EE353 / EE769 Introduction to Machine Learning (Jul 2024 edition)
Electrical Engineering, Indian Institute of Technology Bombay
                        Programming Assignment – 3 : Classification and Feature Engineering
Instructions:
a) Name files A3_<RollNo>.<extension>. Submit three files (or links to these): an .ipynb, a .py, and a video demo
(approx 10 minutes)
b) Use good coding practices such as avoiding hard-coding, using self-explanatory variable names, using
functions (if applicable). This will also be graded.
c) You may use libraries such as scikit-learn, and need not code anything from scratch.
d) Cite your sources if you use code from the internet (line-by-line or block-by-block). Also clarify what you have
modified.
Objective 1: Practice various steps and due diligence needed to train successful classification models.
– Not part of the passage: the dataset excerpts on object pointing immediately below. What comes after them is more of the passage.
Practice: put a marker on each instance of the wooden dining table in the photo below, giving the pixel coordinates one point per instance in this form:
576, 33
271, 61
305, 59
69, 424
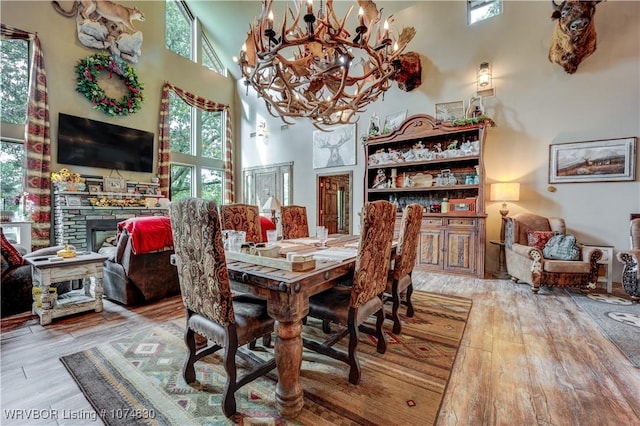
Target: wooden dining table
287, 293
Background: Banks and other businesses run various marketing campaigns to nudge existing or potential customers
to take particular actions. If they take that desired action, the marketing campaign was successful. In order to
optimize the marketing budget across various campaigns, it will be great to be able to predict the customers for
which a particular marketing campaign will be successful. This prediction can be done based on the past data of
success or failure of similar marketing campaigns. You are tasked with building and testing such a model based on a
dataset available on Kaggle at: https://www.kaggle.com/datasets/janiobachmann/bank-marketing-dataset/data
    1. Perform exploratory data analysis to find out: [1.5]
            a. Which variables are usable, and which are not? Why?
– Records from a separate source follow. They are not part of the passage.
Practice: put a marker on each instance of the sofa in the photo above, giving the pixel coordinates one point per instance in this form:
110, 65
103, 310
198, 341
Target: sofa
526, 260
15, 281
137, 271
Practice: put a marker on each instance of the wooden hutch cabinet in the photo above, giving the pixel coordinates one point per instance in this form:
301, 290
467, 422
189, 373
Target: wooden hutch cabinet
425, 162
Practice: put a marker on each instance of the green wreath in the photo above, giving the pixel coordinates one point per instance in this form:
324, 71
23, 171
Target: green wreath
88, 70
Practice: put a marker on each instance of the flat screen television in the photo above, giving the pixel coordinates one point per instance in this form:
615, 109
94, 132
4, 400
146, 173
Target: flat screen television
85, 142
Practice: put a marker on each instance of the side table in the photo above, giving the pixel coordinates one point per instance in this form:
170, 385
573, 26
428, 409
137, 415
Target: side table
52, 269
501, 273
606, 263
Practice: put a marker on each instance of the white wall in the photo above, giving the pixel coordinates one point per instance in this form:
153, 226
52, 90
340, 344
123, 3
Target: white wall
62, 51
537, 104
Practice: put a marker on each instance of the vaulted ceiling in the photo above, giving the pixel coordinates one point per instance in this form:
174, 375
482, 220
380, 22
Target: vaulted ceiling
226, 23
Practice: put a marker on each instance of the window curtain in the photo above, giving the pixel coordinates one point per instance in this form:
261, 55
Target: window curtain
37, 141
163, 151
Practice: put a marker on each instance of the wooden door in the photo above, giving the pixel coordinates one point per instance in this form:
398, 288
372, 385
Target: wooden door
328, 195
            b. Are there significant correlations or other relations among variables?
            c. Are the classes balanced? Classes are in poutcome column.
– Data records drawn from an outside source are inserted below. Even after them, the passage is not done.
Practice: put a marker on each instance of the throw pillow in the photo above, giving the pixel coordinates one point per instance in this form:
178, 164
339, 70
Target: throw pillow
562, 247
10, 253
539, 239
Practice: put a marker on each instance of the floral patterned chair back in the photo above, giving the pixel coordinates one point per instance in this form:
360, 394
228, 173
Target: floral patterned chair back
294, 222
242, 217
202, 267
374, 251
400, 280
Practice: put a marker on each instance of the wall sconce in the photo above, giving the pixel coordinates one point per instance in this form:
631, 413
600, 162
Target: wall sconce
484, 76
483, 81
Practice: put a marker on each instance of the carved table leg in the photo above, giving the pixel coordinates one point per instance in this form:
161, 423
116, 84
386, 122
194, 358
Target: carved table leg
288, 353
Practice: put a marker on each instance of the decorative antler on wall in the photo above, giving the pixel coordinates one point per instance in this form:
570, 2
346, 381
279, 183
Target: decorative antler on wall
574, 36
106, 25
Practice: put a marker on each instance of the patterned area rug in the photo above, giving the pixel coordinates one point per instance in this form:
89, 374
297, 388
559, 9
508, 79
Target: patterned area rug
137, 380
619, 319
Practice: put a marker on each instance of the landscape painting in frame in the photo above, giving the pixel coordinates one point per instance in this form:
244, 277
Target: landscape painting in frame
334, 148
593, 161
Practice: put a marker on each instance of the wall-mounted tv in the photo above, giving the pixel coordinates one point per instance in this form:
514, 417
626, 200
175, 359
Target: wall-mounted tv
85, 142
            d. Which classes will you use?
    2. Select metrics that you will use, such as accuracy, F1 score, balanced accuracy, AUC etc. and state the reason
       for the choice. [0.5]
    3. Develop a strategy to filter and code variables. [2]
            a. Should you be using continuous variables as they are, or should you normalize them, or take a
               transform? Why?
            b. Should you be using all values of discrete variables, or should you try to reduce them by combining
               some of the values?
            c. Are some variables very likely to be unreliable, noisy, or otherwise immaterial?
    4. Carve out some test data. Should this be balanced in some way? [1]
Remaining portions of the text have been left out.